The visitors also failed to make a key defensive play in the Yankees’ four-run fourth as second baseman Ty Wigginton couldn’t field Jorge Posada’s hard smash cleanly and turn it into an inning-ending double play.
“It gave them an extra out in the inning,” Trembley said. “That was hit real hard. More times than not, Wiggy probably makes it.”
Wigginton said the ball was hit so well that his focus was on knocking it down and keeping it in the infield.
Guthrie (0-4) then continued his habit of marring an otherwise solid start with crucial lapses at bad times, allowing the RBI hit to Swisher on a poorly located slider, a bloop single to Brett Gardner and then the homer to Winn on a 1-0 fastball. The three-run shot, which landed in the Yankees’ bullpen, was just Winn’s second hit of the season — he entered the game hitting .077 — and also gave him his first RBIs.
It also broke a homerless streak of 491 at-bats, Winn’s last long ball having come April 25, 2009, as a member of the San Francisco Giants.
“I tried to go away, and it was more inner third instead of outer third and he put a good swing on it,” said Guthrie, who has lost eight straight decisions and is winless since Sept. 6. “He had to do the work. It wasn’t (an easy one).”
Minus the homer, Guthrie (0-4) had few other pitches to lament from his 116-pitch outing in which he allowed six hits and walked two. The top six hitters in the Yankees’ order — Jeter, Nick Johnson, Mark Teixeira, Rodriguez and Robinson Cano — were a combined 1-for-17 off Guthrie.
Swisher had three of the Yankees’ six hits and is now 12-for-23 with two homers and 10 RBIs off Guthrie. Gardner also reached base twice.

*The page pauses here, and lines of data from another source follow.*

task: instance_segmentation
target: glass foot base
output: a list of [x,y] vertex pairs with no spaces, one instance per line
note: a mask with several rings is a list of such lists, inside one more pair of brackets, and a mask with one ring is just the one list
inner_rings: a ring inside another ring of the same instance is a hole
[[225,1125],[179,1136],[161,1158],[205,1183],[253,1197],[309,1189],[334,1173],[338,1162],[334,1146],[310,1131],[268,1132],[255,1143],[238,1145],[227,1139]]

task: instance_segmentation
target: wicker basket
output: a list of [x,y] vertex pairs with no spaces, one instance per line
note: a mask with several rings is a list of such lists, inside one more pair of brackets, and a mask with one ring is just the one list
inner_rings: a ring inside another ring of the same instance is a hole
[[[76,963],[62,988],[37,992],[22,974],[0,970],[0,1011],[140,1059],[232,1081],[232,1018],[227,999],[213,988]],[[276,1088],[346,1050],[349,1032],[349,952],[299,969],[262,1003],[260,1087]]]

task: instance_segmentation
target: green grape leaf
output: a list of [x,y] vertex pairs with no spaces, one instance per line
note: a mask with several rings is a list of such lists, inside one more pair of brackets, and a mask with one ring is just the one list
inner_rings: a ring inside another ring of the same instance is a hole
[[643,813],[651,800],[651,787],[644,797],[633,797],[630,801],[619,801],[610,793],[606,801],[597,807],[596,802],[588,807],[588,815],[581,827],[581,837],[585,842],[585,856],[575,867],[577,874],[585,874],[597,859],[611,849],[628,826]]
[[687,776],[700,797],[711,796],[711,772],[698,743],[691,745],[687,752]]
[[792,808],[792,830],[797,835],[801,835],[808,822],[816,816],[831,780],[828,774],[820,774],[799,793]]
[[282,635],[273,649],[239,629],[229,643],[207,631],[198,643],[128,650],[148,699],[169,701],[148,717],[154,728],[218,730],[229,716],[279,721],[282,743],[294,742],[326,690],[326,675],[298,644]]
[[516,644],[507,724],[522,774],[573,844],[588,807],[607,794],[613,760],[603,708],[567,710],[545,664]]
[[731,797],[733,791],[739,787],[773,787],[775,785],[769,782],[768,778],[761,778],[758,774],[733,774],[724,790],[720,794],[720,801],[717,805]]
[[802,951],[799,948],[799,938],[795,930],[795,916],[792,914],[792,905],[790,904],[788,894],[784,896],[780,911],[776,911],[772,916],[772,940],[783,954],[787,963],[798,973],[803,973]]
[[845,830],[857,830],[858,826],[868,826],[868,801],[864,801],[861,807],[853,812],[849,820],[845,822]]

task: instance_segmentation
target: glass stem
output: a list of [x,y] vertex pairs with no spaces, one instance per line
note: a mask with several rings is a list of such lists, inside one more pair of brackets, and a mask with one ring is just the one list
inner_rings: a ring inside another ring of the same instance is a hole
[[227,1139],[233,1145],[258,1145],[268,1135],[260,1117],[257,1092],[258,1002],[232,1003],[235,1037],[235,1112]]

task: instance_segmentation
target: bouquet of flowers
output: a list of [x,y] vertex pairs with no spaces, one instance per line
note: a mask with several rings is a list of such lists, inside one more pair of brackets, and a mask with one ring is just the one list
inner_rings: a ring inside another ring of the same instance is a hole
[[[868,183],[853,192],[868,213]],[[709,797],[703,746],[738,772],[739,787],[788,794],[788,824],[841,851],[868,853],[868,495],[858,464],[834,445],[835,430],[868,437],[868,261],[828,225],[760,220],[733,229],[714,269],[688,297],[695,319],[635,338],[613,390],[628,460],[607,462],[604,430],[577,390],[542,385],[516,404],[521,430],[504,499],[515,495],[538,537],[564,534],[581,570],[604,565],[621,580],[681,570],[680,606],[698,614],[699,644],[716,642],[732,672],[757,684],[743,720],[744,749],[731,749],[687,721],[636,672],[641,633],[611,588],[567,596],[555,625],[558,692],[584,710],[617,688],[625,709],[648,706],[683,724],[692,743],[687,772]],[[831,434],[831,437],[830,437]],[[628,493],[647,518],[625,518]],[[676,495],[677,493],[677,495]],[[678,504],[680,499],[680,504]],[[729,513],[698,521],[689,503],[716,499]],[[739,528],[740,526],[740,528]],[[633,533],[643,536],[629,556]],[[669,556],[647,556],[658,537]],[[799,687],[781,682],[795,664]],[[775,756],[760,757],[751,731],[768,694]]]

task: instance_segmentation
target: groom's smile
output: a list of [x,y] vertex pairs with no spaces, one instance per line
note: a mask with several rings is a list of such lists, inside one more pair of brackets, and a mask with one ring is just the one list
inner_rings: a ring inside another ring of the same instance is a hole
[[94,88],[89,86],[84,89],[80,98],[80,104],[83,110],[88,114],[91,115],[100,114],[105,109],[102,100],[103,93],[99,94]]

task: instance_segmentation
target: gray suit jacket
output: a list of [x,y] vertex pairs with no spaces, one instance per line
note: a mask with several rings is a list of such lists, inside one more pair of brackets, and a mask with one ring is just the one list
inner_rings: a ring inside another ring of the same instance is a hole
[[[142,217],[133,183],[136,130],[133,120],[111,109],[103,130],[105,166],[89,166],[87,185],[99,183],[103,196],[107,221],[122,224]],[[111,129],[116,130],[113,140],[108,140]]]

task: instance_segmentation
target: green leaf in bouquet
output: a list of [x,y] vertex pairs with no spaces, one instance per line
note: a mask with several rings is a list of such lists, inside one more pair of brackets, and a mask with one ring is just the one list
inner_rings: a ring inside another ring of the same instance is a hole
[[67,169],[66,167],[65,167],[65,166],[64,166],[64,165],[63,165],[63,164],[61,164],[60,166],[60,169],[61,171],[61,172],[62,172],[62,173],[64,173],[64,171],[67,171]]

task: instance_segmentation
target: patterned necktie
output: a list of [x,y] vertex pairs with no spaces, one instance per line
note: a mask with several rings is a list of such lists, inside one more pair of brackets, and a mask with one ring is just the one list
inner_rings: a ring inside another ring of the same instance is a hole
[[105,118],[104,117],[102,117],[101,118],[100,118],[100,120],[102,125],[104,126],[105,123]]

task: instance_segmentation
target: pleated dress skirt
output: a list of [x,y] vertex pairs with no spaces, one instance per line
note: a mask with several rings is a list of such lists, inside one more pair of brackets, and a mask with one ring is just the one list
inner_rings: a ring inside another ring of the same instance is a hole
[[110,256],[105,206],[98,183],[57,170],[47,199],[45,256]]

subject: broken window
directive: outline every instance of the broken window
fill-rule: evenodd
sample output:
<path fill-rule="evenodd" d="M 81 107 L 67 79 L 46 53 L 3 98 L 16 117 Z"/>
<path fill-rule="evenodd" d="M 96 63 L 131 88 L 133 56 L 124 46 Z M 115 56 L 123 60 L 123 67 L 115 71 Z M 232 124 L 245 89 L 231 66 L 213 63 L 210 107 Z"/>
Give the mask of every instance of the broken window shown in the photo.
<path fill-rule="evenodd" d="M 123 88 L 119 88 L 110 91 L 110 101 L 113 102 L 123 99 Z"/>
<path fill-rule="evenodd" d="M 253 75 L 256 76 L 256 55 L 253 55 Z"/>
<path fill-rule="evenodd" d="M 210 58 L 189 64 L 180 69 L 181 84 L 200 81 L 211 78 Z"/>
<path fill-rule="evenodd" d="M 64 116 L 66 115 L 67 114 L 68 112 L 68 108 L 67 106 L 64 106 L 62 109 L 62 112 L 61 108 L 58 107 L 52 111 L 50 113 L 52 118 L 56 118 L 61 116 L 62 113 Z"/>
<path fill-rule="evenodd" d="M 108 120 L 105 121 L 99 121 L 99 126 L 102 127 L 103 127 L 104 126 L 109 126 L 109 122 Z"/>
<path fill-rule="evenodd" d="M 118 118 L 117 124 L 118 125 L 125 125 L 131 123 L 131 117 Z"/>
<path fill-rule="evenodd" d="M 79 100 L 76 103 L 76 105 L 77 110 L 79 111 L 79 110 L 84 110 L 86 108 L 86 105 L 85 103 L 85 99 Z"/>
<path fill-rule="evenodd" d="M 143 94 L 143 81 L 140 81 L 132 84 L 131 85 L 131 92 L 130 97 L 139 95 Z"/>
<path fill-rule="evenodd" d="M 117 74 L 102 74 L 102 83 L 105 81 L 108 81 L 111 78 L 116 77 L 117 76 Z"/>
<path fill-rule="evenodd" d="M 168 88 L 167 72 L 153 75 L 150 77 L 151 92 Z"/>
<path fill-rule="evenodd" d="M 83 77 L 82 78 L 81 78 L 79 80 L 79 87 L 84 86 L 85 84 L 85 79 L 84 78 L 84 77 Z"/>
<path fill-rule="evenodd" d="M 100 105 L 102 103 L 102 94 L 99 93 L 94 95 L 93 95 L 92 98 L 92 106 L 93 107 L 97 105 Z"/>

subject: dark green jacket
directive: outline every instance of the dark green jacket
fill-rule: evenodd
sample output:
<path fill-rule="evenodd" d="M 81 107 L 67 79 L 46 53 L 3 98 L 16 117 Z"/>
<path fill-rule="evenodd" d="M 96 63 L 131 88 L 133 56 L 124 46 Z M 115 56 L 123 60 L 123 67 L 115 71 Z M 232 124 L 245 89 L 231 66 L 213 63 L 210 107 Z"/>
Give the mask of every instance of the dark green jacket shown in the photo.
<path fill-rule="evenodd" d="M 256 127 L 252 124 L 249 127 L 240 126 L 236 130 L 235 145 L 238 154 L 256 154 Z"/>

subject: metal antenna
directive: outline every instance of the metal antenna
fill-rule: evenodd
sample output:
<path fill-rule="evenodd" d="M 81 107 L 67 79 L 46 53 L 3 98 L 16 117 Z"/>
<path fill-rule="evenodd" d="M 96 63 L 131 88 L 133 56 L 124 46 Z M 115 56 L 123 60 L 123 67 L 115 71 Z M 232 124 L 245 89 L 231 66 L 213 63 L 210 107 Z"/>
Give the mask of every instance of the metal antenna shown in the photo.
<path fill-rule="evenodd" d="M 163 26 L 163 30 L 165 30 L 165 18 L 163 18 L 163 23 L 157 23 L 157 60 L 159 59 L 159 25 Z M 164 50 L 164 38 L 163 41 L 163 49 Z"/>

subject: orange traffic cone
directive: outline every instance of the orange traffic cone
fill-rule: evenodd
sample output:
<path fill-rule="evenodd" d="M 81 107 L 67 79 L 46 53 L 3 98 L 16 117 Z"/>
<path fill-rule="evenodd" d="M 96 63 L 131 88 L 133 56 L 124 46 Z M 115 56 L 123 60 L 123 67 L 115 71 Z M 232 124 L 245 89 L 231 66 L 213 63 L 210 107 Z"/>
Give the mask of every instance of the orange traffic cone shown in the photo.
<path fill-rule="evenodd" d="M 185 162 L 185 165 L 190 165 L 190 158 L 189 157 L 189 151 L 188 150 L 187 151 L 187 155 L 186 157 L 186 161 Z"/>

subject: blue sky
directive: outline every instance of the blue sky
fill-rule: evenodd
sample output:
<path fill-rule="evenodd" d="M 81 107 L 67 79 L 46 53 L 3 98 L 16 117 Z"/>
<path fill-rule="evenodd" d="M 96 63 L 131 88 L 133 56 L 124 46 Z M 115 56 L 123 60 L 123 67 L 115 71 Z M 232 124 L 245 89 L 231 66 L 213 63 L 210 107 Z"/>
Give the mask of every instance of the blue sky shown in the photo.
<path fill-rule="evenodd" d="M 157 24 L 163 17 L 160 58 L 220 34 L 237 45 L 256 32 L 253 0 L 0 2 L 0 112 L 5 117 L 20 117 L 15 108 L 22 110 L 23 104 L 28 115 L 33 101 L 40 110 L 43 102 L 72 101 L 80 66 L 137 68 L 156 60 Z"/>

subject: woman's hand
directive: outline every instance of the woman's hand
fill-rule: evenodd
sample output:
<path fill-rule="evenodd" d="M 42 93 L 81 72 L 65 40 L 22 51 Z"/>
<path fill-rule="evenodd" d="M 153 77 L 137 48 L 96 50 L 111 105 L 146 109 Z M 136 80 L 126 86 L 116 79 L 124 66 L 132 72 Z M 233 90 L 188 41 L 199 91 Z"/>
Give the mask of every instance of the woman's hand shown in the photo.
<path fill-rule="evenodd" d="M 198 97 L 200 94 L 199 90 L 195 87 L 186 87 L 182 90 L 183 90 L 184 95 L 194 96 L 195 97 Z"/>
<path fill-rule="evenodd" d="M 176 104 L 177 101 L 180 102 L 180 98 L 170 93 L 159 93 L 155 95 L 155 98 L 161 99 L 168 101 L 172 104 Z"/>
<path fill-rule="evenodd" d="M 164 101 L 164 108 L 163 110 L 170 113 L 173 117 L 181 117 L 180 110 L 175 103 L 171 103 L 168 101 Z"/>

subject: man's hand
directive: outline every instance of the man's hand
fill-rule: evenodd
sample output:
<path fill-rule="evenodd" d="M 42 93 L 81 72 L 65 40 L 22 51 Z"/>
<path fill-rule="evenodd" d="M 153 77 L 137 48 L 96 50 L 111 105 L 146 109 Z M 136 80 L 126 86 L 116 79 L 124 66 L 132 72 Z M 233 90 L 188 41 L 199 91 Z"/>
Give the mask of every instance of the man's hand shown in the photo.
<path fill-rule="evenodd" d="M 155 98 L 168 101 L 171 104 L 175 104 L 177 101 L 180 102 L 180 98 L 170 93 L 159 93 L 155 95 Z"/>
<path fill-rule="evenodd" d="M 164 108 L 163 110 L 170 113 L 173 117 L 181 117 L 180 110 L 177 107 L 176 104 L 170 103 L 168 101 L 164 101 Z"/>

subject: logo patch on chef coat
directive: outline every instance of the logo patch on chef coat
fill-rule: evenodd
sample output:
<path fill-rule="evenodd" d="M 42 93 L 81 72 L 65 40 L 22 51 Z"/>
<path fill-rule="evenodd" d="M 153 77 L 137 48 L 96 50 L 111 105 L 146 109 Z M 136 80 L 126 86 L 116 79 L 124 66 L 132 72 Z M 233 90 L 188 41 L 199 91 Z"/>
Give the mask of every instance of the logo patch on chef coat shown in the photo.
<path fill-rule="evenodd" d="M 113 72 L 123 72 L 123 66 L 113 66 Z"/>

“These are hitters we see often, so we have a plan with them. Sometimes it’s worked, sometimes it obviously hasn’t, but it’s a battle each time,” Guthrie said. “They put out a very good lineup, and as pitchers, you have to make your pitches for it to happen. And tonight it came down to really two pitches that made the difference.”
Much of the talk before the game centered on whether there would be an incident involving Guthrie and the Yankees after New York manager Joe Girardi criticized the Orioles starter for hitting Posada on Wednesday. Guthrie has hit 17 batters since the start of the 2008 season; nine of them have been Yankees.
He hit nobody Monday night, although Posada was forced out with tightness in his right calf muscle. Joba Chamberlain ultimately needed to save the game after Yankees closer Mariano Rivera complained of tightness in his side.
But it wasn’t any of the Yankees’ big names who beat the Orioles on Monday night anyway.
“The third out eluded him, and the bottom of the lineup, he couldn’t get those guys out,” Trembley said. “Winn got the big hit. That was the difference in the game.”